A human dynamo. And an unbridled enthusiasm for what she does. Job titles mean little to Mary Mulryan. That’s why she struggles a little when asked what her official role is within Enable Ireland in Mayo. She’s Community Fundraising Co-ordinator but her duties stretch way beyond that. It’s governed by whatever needs doing at the time and Mary willingly rolling up your sleeves and getting it done.
“Just like everyone else around here does” she quipped when we caught up at work in Castlebar’s Enable Ireland’s shop on Hopkins Road. The always busy bric-a-brat outlet and browser’s paradise is another source of income that supplements the funding from the HSE in Mayo.
When Mary Mulryan got involved initially back in 1992 it was known as Cerebral Palsy Ireland. Her oldest daughter Helen was born with cerebral palsy.
“When Helen was diagnosed I was in bits and had no idea where to turn. I was determined that no other parents would find themselves in a similar situation as we were in. But we never accepted that Helen had a disability, because in our eyes Helen was, and is, the same as everyone else. And Helen herself has gone on to lead an active and fulfilling life and her greatest love is Mayo football.”
In 2000 the name was changed to Enable Ireland. Mary sees the positives behind that moniker adjustment. “It’s far more suitable because it has now opened our doors to people with other needs besides cerebral palsy, and it means nobody is tagged with a particular ailment. And it also means everyone is going to become enabled and that’s what we’re about.
“I got involved initially with the fundraising selling the yellow ribbons. When I started first we had €82 in our account in Mayo but through the sales of the infamous yellow ribbons we suddenly had €4,500. The big plus in it is that all funds raised in Mayo are spent within the county. That’s what attracted me to this in the beginning and that’s very important. People can see where their money is going and how it’s used.
“I was chairperson for three years and when the post of Community Employment Supervisor came up and I took that on.
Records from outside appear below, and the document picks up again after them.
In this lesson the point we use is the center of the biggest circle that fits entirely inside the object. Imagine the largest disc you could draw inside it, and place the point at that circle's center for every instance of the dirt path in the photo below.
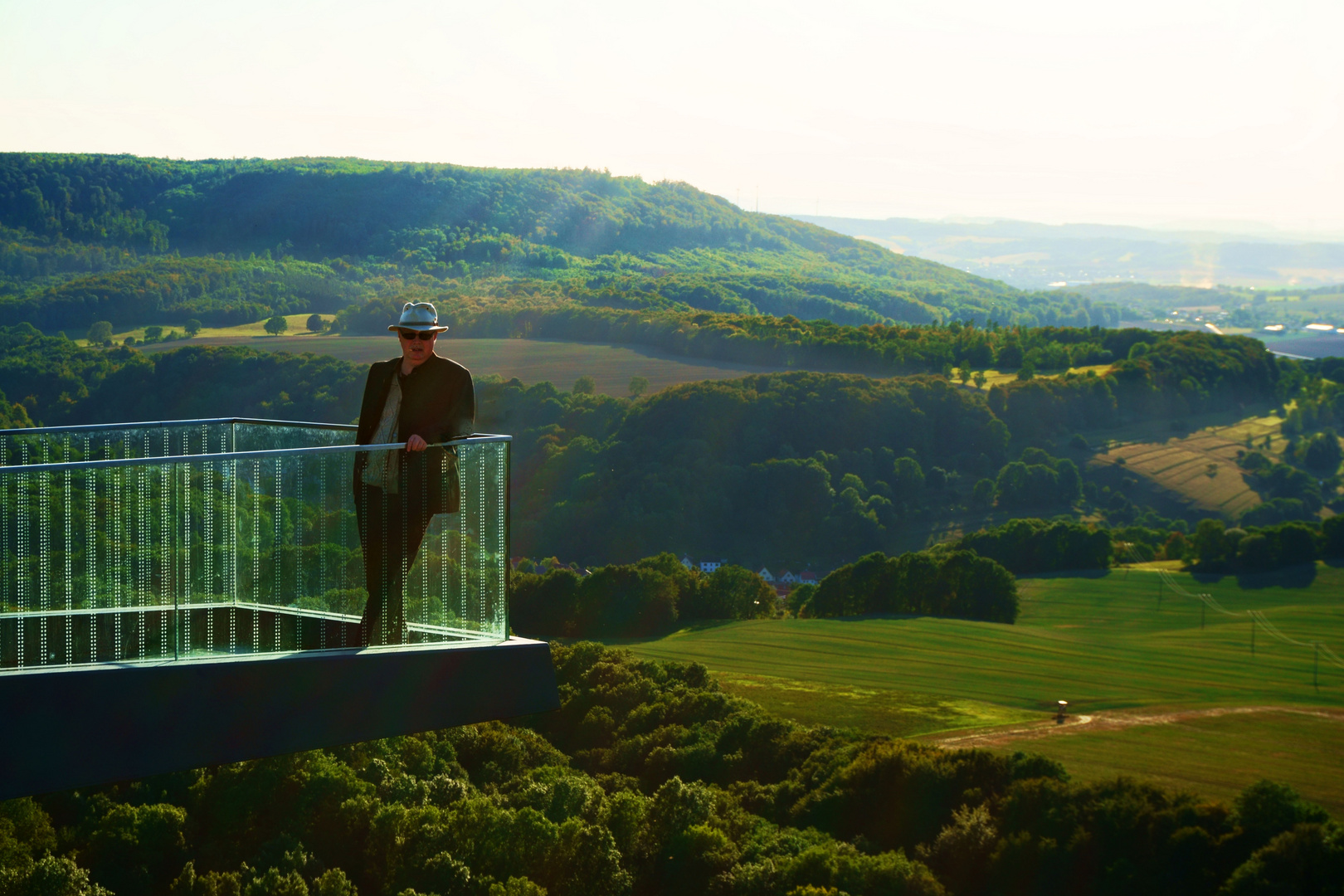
(1108, 722)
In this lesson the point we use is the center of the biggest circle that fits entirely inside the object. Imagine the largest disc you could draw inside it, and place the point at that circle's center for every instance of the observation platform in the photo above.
(190, 592)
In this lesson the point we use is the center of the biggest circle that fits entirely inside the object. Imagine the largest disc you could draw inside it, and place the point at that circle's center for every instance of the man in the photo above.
(418, 399)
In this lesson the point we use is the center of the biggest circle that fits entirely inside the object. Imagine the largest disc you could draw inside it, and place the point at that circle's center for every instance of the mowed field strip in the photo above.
(530, 360)
(1181, 465)
(1213, 752)
(1099, 641)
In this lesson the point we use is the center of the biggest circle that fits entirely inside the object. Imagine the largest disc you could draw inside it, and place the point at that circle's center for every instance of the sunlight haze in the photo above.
(1211, 114)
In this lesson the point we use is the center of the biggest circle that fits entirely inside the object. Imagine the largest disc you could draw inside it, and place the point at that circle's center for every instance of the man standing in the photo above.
(418, 399)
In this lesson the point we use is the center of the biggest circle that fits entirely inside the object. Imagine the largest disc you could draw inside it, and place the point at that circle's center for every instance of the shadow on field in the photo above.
(1296, 577)
(1071, 574)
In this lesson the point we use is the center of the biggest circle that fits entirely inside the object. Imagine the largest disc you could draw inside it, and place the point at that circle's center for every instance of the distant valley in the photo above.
(1031, 256)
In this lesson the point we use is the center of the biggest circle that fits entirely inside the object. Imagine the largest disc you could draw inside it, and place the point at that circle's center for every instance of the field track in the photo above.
(1110, 722)
(1157, 689)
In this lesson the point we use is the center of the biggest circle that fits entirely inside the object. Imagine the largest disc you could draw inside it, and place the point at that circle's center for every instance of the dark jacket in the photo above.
(438, 403)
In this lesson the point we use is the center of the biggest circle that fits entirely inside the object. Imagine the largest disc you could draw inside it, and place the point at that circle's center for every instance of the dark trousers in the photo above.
(392, 528)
At the time the CEO of CPI, as it was then, gave us funding to purchase a bus and we travelled all over Mayo providing a service.
“My dream was always to have a one-stop shop as it were in Mayo and we realised that in 2008 when we opened our Safari Centre in Moneen.
“It provides essential services such as physiotherapy assessment and early intervention, hydrotherapy, social work, assistive technology and training, children’s personal assistance, transport, summer activities, respite care to 330 children with cerebral palsy, spina bifida and muscular dystrophy in Mayo. “
Her pride in Mayo is evident as she talks of the support and goodwill towards Enable Ireland. “Without the people of Mayo we wouldn’t survive. It’s harder to fund-raise because of all the cutbacks and there’s less disposable income now. It’s as simple as that.
“A few years ago we’d get €20, and now it has gone down to €5 or even €2. But the great thing is people still contribute and we never have anyone walking by us without giving us something and that means so much.
“And nothing would be possible without the amazing group of volunteers we have. The wonderful thing is that so many of them have no need of the services we provide but they just want to help. They give of their time to work hours in the shop and provide assistance in the Safari Club. When I’m organising collections all I have to do is lift the phone.”
Much has changed and mostly for the better since the days Mary Mulryan sold yellow ribbons around Mayo for Cerebral Palsy Ireland. ‘No Limit’ is their fund-raising banner now. No limit either to Mary Mulryan’s energy for a job she loves and does with purpose.